Most publishers have a fulfilling relationship with AI as chatbots Training on their content Now summarizing it, Eat traffic Search engines use them to send them.

Reid said Google’s AI overview feature has greatly reduced traffic to publishers across the industry. “We are watching the same movie we’re watching with others,” Reed said before today’s announcement. “We can see the risk of any content distribution model based primarily on SEO optimization in the future.”

Like other publishers, Gannett has signed some deals with AI companies including Amazon and Confusion to license its content. The company is active Block network scrapers Crawling websites are intended to steal content.

Deeply represent a bet, utilizing the same generation AI Technology can attract readers’ attention with publishers in new ways.

The tool replaces a regular search box and automatically asks questions readers may want to ask. Today, for example, it provides a timely “How does Trump’s Fed policy affect the economy?”

Deeperdive and related stories from the USA Today network provide a short answer to the query. It is crucial that it outputs the information that is based on facts and is not taken from the opinion section, Reed said. “We only look at our real journalism,” he said.

DeeperDive’s interface on the USA Today homepage

DeeperDive’s interface on the USA Today homepage

Photo: USA Today

Reed added that his company hopes the tool will also reveal more about the reader’s interests. “From an income perspective, this can help us,” he said.

Deeperdive was developed by advertising company Taboola. Taboola CEO Adam Singola said his company has developed deeper by fine-tuning several open source models.
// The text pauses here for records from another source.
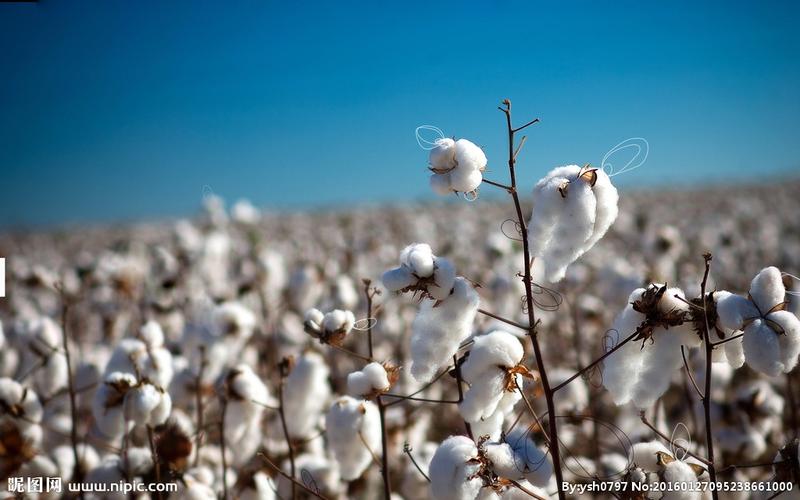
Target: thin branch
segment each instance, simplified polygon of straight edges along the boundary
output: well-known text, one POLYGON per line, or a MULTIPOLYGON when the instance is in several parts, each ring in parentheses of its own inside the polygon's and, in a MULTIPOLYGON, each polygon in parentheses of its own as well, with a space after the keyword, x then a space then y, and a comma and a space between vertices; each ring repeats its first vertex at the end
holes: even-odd
MULTIPOLYGON (((456 404, 457 405, 457 404, 459 404, 461 402, 461 401, 451 401, 451 400, 447 400, 447 399, 428 399, 428 398, 418 398, 418 397, 414 397, 414 396, 403 396, 402 394, 392 394, 390 392, 385 392, 385 393, 382 394, 382 396, 386 396, 386 397, 389 397, 389 398, 398 398, 401 401, 402 400, 405 400, 405 401, 421 401, 423 403, 456 404)), ((392 401, 391 403, 389 403, 386 406, 397 404, 399 402, 400 401, 392 401)))
MULTIPOLYGON (((156 473, 156 483, 161 483, 161 466, 158 461, 158 450, 156 450, 156 438, 153 432, 153 426, 147 424, 147 442, 150 444, 150 455, 153 457, 153 470, 156 473)), ((163 496, 161 491, 156 491, 156 497, 161 500, 163 496)))
POLYGON ((629 335, 627 338, 625 338, 625 340, 623 340, 623 341, 622 341, 622 342, 620 342, 619 344, 615 345, 614 347, 612 347, 611 349, 609 349, 608 351, 606 351, 606 352, 605 352, 605 354, 603 354, 603 355, 602 355, 602 356, 600 356, 599 358, 595 359, 594 361, 592 361, 592 362, 591 362, 591 363, 589 363, 588 365, 584 366, 582 370, 580 370, 579 372, 575 373, 574 375, 572 375, 571 377, 569 377, 569 378, 568 378, 568 379, 566 379, 565 381, 561 382, 561 383, 560 383, 560 384, 558 384, 557 386, 553 387, 553 392, 558 392, 560 389, 562 389, 564 386, 568 385, 570 382, 572 382, 572 381, 573 381, 573 380, 575 380, 576 378, 580 377, 581 375, 583 375, 583 374, 584 374, 584 373, 586 373, 587 371, 591 370, 592 368, 594 368, 594 367, 595 367, 596 365, 598 365, 599 363, 602 363, 602 362, 603 362, 603 361, 604 361, 604 360, 605 360, 607 357, 611 356, 611 355, 612 355, 612 354, 614 354, 614 353, 615 353, 617 350, 619 350, 620 348, 622 348, 622 346, 624 346, 625 344, 627 344, 628 342, 630 342, 631 340, 633 340, 633 338, 634 338, 634 337, 636 337, 636 335, 637 335, 637 334, 638 334, 637 332, 633 332, 633 333, 632 333, 632 334, 630 334, 630 335, 629 335))
POLYGON ((295 464, 294 464, 294 446, 292 445, 292 439, 289 437, 289 428, 286 426, 286 412, 284 412, 284 403, 283 403, 283 389, 284 389, 284 382, 286 377, 289 375, 289 362, 288 360, 284 359, 281 361, 279 370, 281 381, 278 384, 278 414, 281 418, 281 428, 283 429, 283 437, 286 439, 286 446, 289 448, 289 470, 292 473, 292 500, 297 500, 297 485, 294 481, 294 477, 296 475, 295 471, 295 464))
POLYGON ((683 356, 683 367, 686 369, 686 375, 689 376, 689 380, 692 382, 694 386, 694 390, 697 391, 697 395, 700 396, 700 399, 703 399, 703 393, 700 392, 700 387, 697 386, 697 381, 694 379, 694 375, 692 375, 692 370, 689 368, 689 361, 686 360, 686 349, 684 346, 681 346, 681 356, 683 356))
POLYGON ((228 459, 225 453, 225 413, 228 410, 228 388, 225 387, 225 394, 220 398, 222 411, 219 420, 219 441, 220 454, 222 455, 222 498, 228 500, 228 459))
POLYGON ((484 177, 482 182, 485 183, 485 184, 489 184, 490 186, 498 187, 498 188, 503 189, 505 191, 508 191, 509 189, 511 189, 511 186, 506 186, 505 184, 501 184, 499 182, 490 181, 489 179, 487 179, 485 177, 484 177))
MULTIPOLYGON (((708 308, 706 306, 706 284, 708 283, 708 274, 711 271, 711 254, 706 253, 703 255, 705 262, 705 271, 703 272, 703 281, 700 284, 700 297, 703 304, 703 341, 706 344, 706 379, 705 390, 703 391, 703 413, 705 414, 706 424, 706 454, 708 455, 708 475, 711 483, 717 482, 717 472, 714 467, 714 437, 711 421, 711 366, 713 365, 714 346, 711 345, 711 336, 709 335, 708 325, 708 308)), ((711 497, 713 500, 719 499, 719 493, 716 488, 711 490, 711 497)))
MULTIPOLYGON (((71 426, 69 431, 70 442, 72 443, 72 456, 75 466, 72 472, 72 480, 80 482, 83 480, 83 466, 78 454, 78 405, 76 403, 75 375, 72 373, 72 355, 69 348, 69 334, 67 332, 67 319, 69 315, 69 298, 62 285, 57 286, 61 294, 61 342, 64 347, 64 358, 67 362, 67 388, 69 390, 69 415, 71 426)), ((78 496, 83 500, 83 491, 78 496)))
MULTIPOLYGON (((511 103, 509 103, 508 108, 509 108, 509 111, 510 111, 511 110, 511 103)), ((524 128, 530 127, 534 123, 539 123, 539 119, 538 118, 534 118, 533 120, 529 121, 525 125, 522 125, 521 127, 517 127, 515 129, 512 129, 511 131, 514 132, 514 133, 517 133, 517 132, 519 132, 520 130, 522 130, 524 128)))
POLYGON ((419 464, 417 463, 417 461, 414 459, 414 455, 411 454, 412 451, 413 450, 411 449, 411 446, 408 445, 408 443, 403 445, 403 453, 408 455, 408 458, 411 459, 411 463, 414 464, 414 467, 416 467, 417 470, 419 471, 419 473, 422 474, 422 477, 424 477, 425 480, 430 483, 431 482, 431 478, 428 477, 427 474, 425 474, 425 471, 422 470, 422 467, 420 467, 419 464))
MULTIPOLYGON (((464 390, 461 387, 461 365, 458 364, 458 356, 453 356, 453 364, 455 365, 455 372, 456 372, 456 385, 458 386, 458 403, 461 404, 464 401, 464 390)), ((472 436, 472 426, 469 425, 469 422, 464 420, 464 427, 467 429, 467 436, 473 441, 475 438, 472 436)))
POLYGON ((520 330, 524 330, 526 332, 528 330, 530 330, 529 327, 523 325, 522 323, 517 323, 516 321, 512 321, 512 320, 510 320, 508 318, 504 318, 502 316, 498 316, 497 314, 491 313, 491 312, 489 312, 489 311, 487 311, 485 309, 478 309, 478 312, 483 314, 484 316, 489 316, 490 318, 494 318, 497 321, 501 321, 501 322, 503 322, 503 323, 505 323, 507 325, 516 326, 520 330))
POLYGON ((742 338, 742 336, 744 336, 744 333, 740 333, 738 335, 734 335, 733 337, 728 337, 727 339, 720 340, 719 342, 711 342, 711 346, 712 347, 717 347, 718 345, 722 345, 722 344, 728 343, 728 342, 730 342, 732 340, 740 339, 740 338, 742 338))
POLYGON ((200 430, 203 428, 203 415, 205 413, 203 408, 203 372, 206 369, 206 346, 200 346, 200 367, 197 370, 197 378, 195 379, 195 397, 197 401, 195 405, 197 406, 197 436, 195 436, 195 454, 194 454, 194 466, 197 467, 197 464, 200 463, 200 448, 203 446, 203 433, 200 430))

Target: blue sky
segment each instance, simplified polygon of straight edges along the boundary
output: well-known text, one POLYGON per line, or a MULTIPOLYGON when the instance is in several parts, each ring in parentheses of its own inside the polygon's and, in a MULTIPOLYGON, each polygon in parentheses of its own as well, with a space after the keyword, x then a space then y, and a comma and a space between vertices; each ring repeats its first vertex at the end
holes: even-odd
POLYGON ((431 124, 503 179, 650 144, 625 186, 800 167, 796 2, 0 3, 0 226, 427 199, 431 124))

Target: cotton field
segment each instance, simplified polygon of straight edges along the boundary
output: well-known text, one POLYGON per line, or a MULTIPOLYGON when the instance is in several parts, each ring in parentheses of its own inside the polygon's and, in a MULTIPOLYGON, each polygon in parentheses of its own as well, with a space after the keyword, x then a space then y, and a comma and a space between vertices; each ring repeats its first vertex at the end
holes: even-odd
POLYGON ((442 202, 0 235, 4 498, 800 498, 800 183, 618 189, 503 110, 442 202))

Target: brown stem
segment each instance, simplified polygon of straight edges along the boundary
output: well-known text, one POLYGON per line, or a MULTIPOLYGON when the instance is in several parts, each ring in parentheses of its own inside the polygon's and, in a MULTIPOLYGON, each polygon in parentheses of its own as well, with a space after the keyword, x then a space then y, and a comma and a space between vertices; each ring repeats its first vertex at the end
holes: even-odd
MULTIPOLYGON (((370 287, 371 281, 364 279, 364 294, 367 297, 367 342, 369 347, 369 357, 372 358, 372 298, 374 289, 370 287)), ((378 412, 381 417, 381 476, 383 477, 383 496, 386 500, 392 497, 392 483, 389 470, 389 437, 386 432, 386 406, 383 404, 381 396, 375 398, 378 403, 378 412)))
POLYGON ((219 419, 219 441, 220 452, 222 455, 222 498, 228 500, 228 460, 225 453, 225 413, 228 410, 228 388, 225 387, 225 394, 220 398, 221 409, 219 419))
MULTIPOLYGON (((284 365, 285 363, 281 363, 284 365)), ((289 448, 289 470, 292 474, 292 500, 297 500, 297 484, 295 483, 295 465, 294 465, 294 446, 292 446, 292 439, 289 437, 289 428, 286 426, 286 412, 283 410, 283 386, 286 380, 286 373, 281 368, 281 381, 278 384, 278 415, 281 417, 281 428, 283 429, 283 437, 286 438, 286 446, 289 448)))
POLYGON ((636 335, 638 335, 637 332, 633 332, 632 334, 630 334, 628 337, 625 338, 625 340, 623 340, 619 344, 615 345, 614 347, 612 347, 611 349, 606 351, 602 356, 600 356, 599 358, 595 359, 594 361, 592 361, 588 365, 584 366, 582 370, 580 370, 579 372, 575 373, 570 378, 568 378, 567 380, 561 382, 557 386, 553 387, 553 392, 558 392, 564 386, 569 385, 569 383, 572 382, 573 380, 575 380, 576 378, 580 377, 581 375, 583 375, 587 371, 591 370, 592 368, 594 368, 598 364, 602 363, 607 357, 611 356, 617 350, 619 350, 622 346, 624 346, 625 344, 627 344, 628 342, 633 340, 633 338, 636 337, 636 335))
MULTIPOLYGON (((703 342, 706 346, 706 379, 705 389, 703 390, 703 413, 705 416, 706 424, 706 454, 708 455, 708 476, 711 483, 717 482, 717 471, 714 467, 714 441, 713 429, 711 427, 711 366, 714 346, 711 344, 711 336, 709 335, 708 326, 708 309, 706 307, 706 284, 708 283, 708 273, 711 270, 711 254, 706 253, 703 255, 705 261, 705 271, 703 272, 703 281, 700 284, 700 297, 703 303, 703 342)), ((712 488, 711 497, 714 500, 719 499, 719 494, 716 488, 712 488)))
MULTIPOLYGON (((153 457, 153 470, 156 473, 156 483, 161 483, 161 466, 158 463, 158 451, 156 450, 156 438, 155 433, 153 432, 153 426, 147 424, 147 441, 150 443, 150 455, 153 457)), ((161 500, 163 497, 161 495, 161 491, 156 491, 156 496, 158 500, 161 500)))
POLYGON ((510 320, 508 318, 504 318, 502 316, 498 316, 497 314, 491 313, 491 312, 489 312, 489 311, 487 311, 485 309, 478 309, 478 312, 483 314, 484 316, 489 316, 490 318, 494 318, 497 321, 501 321, 501 322, 503 322, 503 323, 505 323, 507 325, 516 326, 520 330, 525 330, 526 332, 529 330, 529 328, 527 326, 525 326, 525 325, 523 325, 521 323, 517 323, 516 321, 512 321, 512 320, 510 320))
POLYGON ((197 436, 195 436, 195 454, 194 454, 194 466, 197 467, 197 464, 200 463, 200 448, 203 446, 203 433, 200 432, 200 429, 203 428, 203 371, 206 368, 206 346, 200 346, 200 368, 197 371, 197 378, 195 379, 195 397, 197 398, 196 406, 197 406, 197 436))
MULTIPOLYGON (((464 401, 464 389, 461 387, 461 365, 458 364, 458 355, 453 356, 453 365, 455 365, 455 373, 456 373, 456 386, 458 387, 458 403, 461 404, 464 401)), ((472 426, 469 425, 469 422, 464 420, 464 427, 467 429, 467 436, 470 439, 475 440, 472 435, 472 426)))
MULTIPOLYGON (((402 400, 405 400, 405 401, 421 401, 423 403, 438 403, 438 404, 454 404, 454 405, 457 405, 458 403, 461 402, 461 401, 451 401, 451 400, 448 400, 448 399, 429 399, 429 398, 418 398, 418 397, 415 397, 415 396, 403 396, 402 394, 392 394, 390 392, 386 392, 386 393, 382 394, 382 396, 385 396, 387 398, 397 398, 397 399, 399 399, 401 401, 402 400)), ((393 401, 393 402, 389 403, 389 405, 393 405, 393 404, 395 404, 397 402, 398 401, 393 401)), ((389 406, 389 405, 386 405, 386 406, 389 406)))
POLYGON ((549 420, 548 432, 550 433, 550 453, 553 459, 553 471, 556 475, 556 484, 558 487, 558 498, 564 500, 564 490, 562 489, 563 474, 561 471, 561 453, 558 449, 558 425, 556 423, 556 408, 553 402, 553 391, 550 388, 550 381, 547 378, 547 369, 544 365, 542 356, 542 349, 539 346, 538 332, 536 329, 536 316, 533 309, 533 289, 531 279, 531 252, 528 244, 528 228, 525 224, 525 217, 522 215, 522 204, 519 201, 519 194, 517 193, 517 174, 516 174, 516 153, 514 151, 514 134, 523 128, 536 123, 538 120, 532 120, 525 125, 515 129, 511 124, 511 101, 506 99, 503 101, 505 107, 500 110, 506 115, 506 125, 508 128, 508 171, 511 177, 511 198, 514 200, 514 208, 517 212, 517 219, 519 221, 520 232, 522 236, 522 251, 525 259, 524 269, 524 284, 525 284, 525 301, 528 312, 528 336, 533 344, 533 353, 536 357, 536 366, 539 369, 539 376, 544 390, 545 402, 547 403, 547 418, 549 420))
POLYGON ((686 375, 692 382, 692 386, 694 386, 697 395, 700 396, 700 399, 703 399, 703 393, 700 391, 700 387, 697 386, 697 381, 694 379, 694 375, 692 375, 692 369, 689 368, 689 361, 686 359, 686 349, 683 346, 681 346, 681 356, 683 356, 683 367, 686 369, 686 375))
MULTIPOLYGON (((69 315, 69 298, 61 285, 58 286, 61 293, 61 343, 64 344, 64 358, 67 361, 67 388, 69 390, 69 415, 71 427, 69 431, 70 442, 72 443, 72 456, 75 460, 75 467, 72 472, 72 481, 79 483, 83 480, 83 467, 81 466, 78 454, 78 405, 75 392, 75 376, 72 373, 72 356, 69 349, 69 334, 67 333, 67 317, 69 315)), ((83 499, 83 491, 78 493, 83 499)))

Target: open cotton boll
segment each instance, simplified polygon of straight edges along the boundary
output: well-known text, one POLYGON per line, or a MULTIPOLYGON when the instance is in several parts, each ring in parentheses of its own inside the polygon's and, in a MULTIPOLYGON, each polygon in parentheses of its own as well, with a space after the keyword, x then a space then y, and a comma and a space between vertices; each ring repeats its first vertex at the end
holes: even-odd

Singola said the data collected from its own network is in-depth gains from data collected from daily readers of about 11,000 publishers. He said the tool “each answer in the article retrieved from our publisher partners is based on all answers and requires sentence-level references to those sources,” avoiding output if information from both sources appears to conflict.

Gannett’s CEO Reed said ahead of today’s event that his company is interested in exploring agency tools for readers’ shopping decisions. “Our audiences had higher purchasing intentions from the beginning,” he said. “This is indeed the next step.”